I do understand the points in the article, but until we start manufacturing from here, actually creating wealth, break up some of the monopolies and switch our policies from being less friendly to finance and more friendly to Main Street, and start educating a lot of people at very low cost we are going to continue this long slide to the bottom - the only excitement will be the sudden drops we get from disasters and energy shortages, with stupid little bubbles in between. This could change with an unforseen technological development that brings us cheaper power, better food, etc, that we could turn into wealth, but there are no indications of that anywhere on the horizon. 20 years of double digit unemployment and decreasing lifestyles ahead...
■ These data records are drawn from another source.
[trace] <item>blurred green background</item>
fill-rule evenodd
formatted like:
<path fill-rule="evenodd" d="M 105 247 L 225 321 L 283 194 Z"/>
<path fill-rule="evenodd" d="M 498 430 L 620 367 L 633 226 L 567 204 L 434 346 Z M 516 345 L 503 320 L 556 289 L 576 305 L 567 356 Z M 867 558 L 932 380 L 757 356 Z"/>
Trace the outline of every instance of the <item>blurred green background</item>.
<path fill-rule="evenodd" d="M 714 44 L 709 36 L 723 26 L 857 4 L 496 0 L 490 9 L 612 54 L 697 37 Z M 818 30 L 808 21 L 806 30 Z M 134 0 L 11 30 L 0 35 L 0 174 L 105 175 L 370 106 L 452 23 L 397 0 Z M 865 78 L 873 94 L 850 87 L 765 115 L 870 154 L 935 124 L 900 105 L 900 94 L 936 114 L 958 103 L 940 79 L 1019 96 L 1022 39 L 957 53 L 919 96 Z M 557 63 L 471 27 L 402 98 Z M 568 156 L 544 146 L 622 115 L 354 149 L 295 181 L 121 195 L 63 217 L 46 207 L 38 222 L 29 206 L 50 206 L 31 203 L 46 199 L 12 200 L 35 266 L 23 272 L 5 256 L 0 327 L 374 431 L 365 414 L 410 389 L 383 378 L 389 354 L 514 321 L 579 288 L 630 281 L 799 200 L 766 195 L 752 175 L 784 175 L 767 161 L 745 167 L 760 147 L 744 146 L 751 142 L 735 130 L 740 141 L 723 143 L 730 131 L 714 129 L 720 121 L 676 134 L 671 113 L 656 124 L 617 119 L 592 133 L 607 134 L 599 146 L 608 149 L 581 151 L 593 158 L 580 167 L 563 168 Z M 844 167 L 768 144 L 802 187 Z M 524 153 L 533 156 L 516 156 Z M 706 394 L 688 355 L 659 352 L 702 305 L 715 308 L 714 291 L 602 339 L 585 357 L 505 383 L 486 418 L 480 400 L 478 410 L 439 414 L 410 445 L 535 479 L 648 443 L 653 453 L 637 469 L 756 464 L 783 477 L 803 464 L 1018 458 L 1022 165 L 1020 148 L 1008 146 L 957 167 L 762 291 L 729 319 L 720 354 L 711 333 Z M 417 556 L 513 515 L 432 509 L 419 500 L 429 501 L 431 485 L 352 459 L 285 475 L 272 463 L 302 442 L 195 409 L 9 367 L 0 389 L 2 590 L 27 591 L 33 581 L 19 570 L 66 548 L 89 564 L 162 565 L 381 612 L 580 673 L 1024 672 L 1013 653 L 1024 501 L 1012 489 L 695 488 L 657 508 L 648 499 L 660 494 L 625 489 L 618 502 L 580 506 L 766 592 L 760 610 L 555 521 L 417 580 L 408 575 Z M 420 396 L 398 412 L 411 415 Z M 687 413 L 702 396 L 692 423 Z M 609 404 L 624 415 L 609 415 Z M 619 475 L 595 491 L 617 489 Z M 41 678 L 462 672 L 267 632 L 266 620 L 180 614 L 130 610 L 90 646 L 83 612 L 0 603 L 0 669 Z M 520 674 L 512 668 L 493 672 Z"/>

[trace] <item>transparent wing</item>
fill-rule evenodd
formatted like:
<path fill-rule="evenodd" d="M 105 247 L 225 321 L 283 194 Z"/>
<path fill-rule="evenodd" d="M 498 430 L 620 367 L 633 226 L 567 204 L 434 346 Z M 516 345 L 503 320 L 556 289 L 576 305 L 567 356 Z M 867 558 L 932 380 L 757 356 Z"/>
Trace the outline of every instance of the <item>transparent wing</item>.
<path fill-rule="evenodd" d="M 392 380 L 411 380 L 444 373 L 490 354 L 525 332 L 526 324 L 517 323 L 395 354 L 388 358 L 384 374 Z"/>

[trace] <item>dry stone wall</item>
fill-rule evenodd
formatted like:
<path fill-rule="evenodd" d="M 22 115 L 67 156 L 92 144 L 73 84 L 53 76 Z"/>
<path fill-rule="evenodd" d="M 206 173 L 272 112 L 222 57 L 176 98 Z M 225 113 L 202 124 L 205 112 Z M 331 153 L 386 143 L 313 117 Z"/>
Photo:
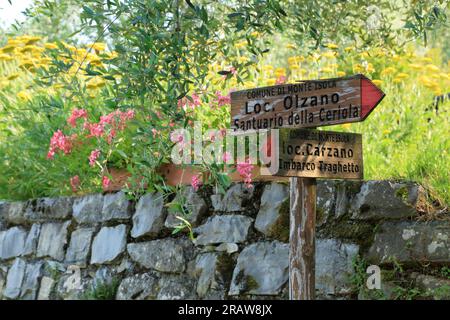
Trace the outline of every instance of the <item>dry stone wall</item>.
<path fill-rule="evenodd" d="M 179 220 L 160 194 L 2 201 L 0 299 L 287 299 L 288 191 L 185 188 L 171 201 L 186 200 L 195 240 L 172 234 Z M 317 296 L 399 298 L 412 283 L 449 298 L 448 213 L 429 221 L 426 196 L 412 182 L 319 181 Z M 377 295 L 369 264 L 383 270 Z"/>

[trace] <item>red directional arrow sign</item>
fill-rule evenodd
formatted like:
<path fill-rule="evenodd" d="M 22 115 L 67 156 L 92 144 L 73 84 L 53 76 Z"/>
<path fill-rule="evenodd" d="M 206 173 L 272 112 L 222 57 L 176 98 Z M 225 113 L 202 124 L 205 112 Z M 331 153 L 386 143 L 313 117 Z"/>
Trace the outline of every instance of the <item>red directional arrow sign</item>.
<path fill-rule="evenodd" d="M 362 74 L 231 93 L 231 128 L 308 128 L 363 121 L 384 92 Z"/>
I would really like to think that if Obama got off his ass and pushed for business (manufacturing) incubators, low-cost public business and engineering education, etc that we could turn this around, but I don't think he is the guy, and may well be too dang friendly with the finance folks. Which doesn't bode well for the next few elections, 'cause we get people in who think the government can stop spending and lower taxes to stimulate this big piece of crap we have called an economy and that will just turn it all off. That could lead us to religious or teabagger folks actually taking it away from the Rpubs, and then war in the streets...unless we run out of oil (or some other really big life-altering calamity) b4 then, and it all gets accelerated.